Efren de la Cruz (born June 18, 1954) is a retired Filipino jurist who served as an Associate Justice of the Sandiganbayan from 2003 until his mandatory retirement on June 18, 2024. He is known for his long tenure of more than 20 years at the anti-graft court, his strong stance on judicial ethics, and his dissenting opinion in the acquittal of former senator Ramon Revilla Jr. in a plunder case.

== Judicial career ==
De la Cruz was appointed to the Sandiganbayan in 2003 by then President Gloria Macapagal Arroyo. He became known as one of the court’s most hardworking magistrates, consistently maintaining one of the highest case disposition rates.

During his tenure, he became widely respected among his peers, who referred to him as “Mr. Ethics” for his commitment to integrity and his efforts to safeguard the judiciary from undue influence.

=== Major cases ===
In 2013, De la Cruz chaired the Sandiganbayan First Division that denied bail to Arroyo in the plunder case involving the Philippine Charity Sweepstakes Office fund scam. In 2014, he again voted to deny bail in a special division ruling (3–2). However, the Supreme Court of the Philippines acquitted Arroyo in 2016, leading the Sandiganbayan to dismiss the cases against her co-accused.

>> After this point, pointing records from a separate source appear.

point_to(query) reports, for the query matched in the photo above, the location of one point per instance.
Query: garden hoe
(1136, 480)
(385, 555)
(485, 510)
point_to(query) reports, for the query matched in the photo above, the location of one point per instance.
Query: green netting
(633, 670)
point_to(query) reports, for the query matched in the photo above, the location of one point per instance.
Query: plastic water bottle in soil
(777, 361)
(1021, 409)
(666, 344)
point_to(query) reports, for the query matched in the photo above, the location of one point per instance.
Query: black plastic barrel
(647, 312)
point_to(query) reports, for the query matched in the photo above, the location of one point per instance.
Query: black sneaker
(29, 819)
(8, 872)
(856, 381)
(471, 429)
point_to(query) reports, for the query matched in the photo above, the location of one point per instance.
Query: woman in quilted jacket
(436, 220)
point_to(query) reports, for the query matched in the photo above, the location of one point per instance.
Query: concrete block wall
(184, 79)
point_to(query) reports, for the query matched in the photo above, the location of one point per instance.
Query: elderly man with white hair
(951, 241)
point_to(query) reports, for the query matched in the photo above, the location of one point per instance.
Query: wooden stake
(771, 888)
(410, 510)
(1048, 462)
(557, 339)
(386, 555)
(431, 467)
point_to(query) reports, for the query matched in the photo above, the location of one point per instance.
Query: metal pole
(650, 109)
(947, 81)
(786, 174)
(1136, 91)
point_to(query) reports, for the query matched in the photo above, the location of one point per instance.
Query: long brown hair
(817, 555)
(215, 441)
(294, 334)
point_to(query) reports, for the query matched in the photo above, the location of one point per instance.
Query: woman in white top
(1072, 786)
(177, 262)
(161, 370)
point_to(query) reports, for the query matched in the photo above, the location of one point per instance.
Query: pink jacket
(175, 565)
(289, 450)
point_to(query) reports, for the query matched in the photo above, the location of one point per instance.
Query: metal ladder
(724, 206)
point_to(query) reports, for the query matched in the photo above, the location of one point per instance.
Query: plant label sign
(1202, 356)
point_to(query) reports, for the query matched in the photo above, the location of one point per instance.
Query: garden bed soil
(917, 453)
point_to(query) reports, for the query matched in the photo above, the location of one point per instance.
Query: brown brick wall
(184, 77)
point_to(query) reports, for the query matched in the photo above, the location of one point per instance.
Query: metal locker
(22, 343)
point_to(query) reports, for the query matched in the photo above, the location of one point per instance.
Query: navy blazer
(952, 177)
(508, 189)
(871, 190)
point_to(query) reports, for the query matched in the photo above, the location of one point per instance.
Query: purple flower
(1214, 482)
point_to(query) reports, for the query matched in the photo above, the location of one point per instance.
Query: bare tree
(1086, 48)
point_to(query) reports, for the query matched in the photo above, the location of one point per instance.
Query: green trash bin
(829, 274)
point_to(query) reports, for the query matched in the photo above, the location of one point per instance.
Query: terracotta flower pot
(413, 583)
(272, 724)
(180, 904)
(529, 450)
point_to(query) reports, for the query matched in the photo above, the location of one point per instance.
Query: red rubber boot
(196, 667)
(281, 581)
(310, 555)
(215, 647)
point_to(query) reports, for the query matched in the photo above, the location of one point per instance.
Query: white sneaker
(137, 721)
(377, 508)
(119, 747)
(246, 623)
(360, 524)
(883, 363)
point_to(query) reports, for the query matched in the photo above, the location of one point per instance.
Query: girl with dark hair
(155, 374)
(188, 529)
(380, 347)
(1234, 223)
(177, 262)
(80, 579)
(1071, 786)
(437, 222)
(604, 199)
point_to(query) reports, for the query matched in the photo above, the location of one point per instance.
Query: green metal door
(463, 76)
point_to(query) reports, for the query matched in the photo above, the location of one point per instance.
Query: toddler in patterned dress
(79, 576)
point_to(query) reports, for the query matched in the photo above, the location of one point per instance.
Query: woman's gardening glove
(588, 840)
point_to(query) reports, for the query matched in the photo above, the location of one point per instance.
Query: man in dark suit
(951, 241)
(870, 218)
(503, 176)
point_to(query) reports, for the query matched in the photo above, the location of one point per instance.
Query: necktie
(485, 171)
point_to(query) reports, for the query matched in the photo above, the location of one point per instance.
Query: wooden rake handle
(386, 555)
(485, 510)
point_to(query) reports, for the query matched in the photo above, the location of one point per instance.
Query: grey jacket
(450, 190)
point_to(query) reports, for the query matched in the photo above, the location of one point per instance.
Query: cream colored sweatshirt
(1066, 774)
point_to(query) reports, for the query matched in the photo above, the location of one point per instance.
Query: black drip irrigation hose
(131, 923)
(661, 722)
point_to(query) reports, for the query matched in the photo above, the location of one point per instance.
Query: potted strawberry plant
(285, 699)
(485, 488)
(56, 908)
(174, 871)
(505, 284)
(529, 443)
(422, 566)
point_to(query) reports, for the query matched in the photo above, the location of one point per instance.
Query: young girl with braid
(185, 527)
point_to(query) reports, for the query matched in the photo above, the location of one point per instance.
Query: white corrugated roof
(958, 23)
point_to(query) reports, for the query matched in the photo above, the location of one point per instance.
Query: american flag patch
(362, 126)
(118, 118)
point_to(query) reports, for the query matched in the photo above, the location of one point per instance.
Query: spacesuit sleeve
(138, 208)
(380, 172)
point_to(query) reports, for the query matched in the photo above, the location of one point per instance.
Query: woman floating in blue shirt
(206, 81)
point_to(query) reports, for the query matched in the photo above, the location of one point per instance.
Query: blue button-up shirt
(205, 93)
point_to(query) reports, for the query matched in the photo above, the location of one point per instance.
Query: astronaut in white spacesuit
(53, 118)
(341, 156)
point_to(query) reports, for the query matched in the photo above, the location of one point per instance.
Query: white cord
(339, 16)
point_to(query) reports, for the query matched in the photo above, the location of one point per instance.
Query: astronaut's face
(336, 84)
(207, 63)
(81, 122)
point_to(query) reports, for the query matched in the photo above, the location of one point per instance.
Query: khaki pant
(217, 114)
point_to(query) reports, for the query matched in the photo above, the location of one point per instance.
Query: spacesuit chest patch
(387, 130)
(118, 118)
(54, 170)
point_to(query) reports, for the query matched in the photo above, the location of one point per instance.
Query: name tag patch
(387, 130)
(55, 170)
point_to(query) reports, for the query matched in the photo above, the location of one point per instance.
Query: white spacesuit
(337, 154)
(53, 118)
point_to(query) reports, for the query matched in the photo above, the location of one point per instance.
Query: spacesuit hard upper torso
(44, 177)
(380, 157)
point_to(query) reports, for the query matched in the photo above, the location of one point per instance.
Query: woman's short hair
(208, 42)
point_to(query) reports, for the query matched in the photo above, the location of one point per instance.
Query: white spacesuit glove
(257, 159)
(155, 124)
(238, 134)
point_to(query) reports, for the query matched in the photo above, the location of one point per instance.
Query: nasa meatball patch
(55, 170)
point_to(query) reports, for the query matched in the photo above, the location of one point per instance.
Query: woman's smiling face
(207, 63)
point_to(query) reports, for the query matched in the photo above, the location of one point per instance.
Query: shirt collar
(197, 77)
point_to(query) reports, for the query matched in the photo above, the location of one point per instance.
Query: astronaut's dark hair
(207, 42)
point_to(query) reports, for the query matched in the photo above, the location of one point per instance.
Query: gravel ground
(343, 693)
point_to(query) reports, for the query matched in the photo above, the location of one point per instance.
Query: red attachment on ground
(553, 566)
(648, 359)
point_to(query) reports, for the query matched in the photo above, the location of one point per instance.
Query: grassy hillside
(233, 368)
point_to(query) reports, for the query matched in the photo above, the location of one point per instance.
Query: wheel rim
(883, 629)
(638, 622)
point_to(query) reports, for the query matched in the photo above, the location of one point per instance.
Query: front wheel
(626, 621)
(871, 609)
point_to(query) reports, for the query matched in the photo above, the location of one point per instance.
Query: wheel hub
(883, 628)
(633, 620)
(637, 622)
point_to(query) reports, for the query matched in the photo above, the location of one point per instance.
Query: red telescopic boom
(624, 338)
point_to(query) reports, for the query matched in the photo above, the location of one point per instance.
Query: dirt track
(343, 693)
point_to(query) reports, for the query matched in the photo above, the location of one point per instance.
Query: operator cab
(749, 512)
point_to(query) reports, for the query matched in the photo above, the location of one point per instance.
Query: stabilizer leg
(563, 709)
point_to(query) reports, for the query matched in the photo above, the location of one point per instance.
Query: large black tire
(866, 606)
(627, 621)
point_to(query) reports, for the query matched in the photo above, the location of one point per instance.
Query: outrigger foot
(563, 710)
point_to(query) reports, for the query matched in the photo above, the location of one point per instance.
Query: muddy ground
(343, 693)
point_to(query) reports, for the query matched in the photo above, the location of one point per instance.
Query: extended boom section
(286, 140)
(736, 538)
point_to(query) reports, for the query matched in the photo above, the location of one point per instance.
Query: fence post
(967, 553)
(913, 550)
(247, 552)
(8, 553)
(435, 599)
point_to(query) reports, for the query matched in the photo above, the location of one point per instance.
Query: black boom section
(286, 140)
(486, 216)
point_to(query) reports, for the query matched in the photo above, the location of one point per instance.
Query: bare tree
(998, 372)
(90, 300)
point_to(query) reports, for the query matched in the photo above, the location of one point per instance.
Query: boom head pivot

In December 2018, De la Cruz dissented from the majority decision acquitting Senator Ramon “Bong” Revilla Jr. of plunder charges. In his 141-page dissent, he found Revilla guilty of conspiring with Richard Cambe and Janet Napoles to divert ₱185.4 million in government funds. His view was joined by Justice Ma. Theresa Dolores Gomez-Estoesta, while Justices Geraldine Faith Econg, Edgardo Caldona, and Georgina Hidalgo voted to acquit.

== Retirement ==
De la Cruz reached the mandatory retirement age on June 18, 2024. He was honored in a special en banc session of the Supreme Court of the Philippines led by Chief Justice Alexander Gesmundo. At the time of his retirement, he was the longest-serving Sandiganbayan justice, with nearly 21 years of service.